B) Principles of interpretation of foreign tax laws and regulations
Article 38 of the Constitution provides that all citizens shall have the duty to pay taxes under the conditions as prescribed by law, and Article 59 provides that the items and rates of taxes shall be determined by law, thereby adopting the principle of no taxation without the law. In determining the tax requirements or tax exemption requirements, the principle of no taxation without the law shall be stipulated by the law enacted by the National Assembly, which is the representative body of the people, and shall be strictly interpreted and applied to the enforcement of the law. The above interpretation principle also requires foreigners who are guaranteed their status under the conditions as prescribed by international law and treaties pursuant to Article 6(2) of the Constitution.

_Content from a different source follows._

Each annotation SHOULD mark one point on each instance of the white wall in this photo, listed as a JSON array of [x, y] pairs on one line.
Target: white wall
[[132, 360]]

In addition, Articles 26, 27, and 31 of the Vienna Convention on the Law of Treaties to which the Republic of Korea is a party shall be observed, and a treaty shall not be invoked in such a way as to justify the non-performance of a treaty, and the text of a treaty shall be interpreted faithfully in accordance with its ordinary meaning.
Therefore, in the case of a tax treaty, which is a kind of tax law, an extended interpretation or analogical application of administrative convenience is not allowed.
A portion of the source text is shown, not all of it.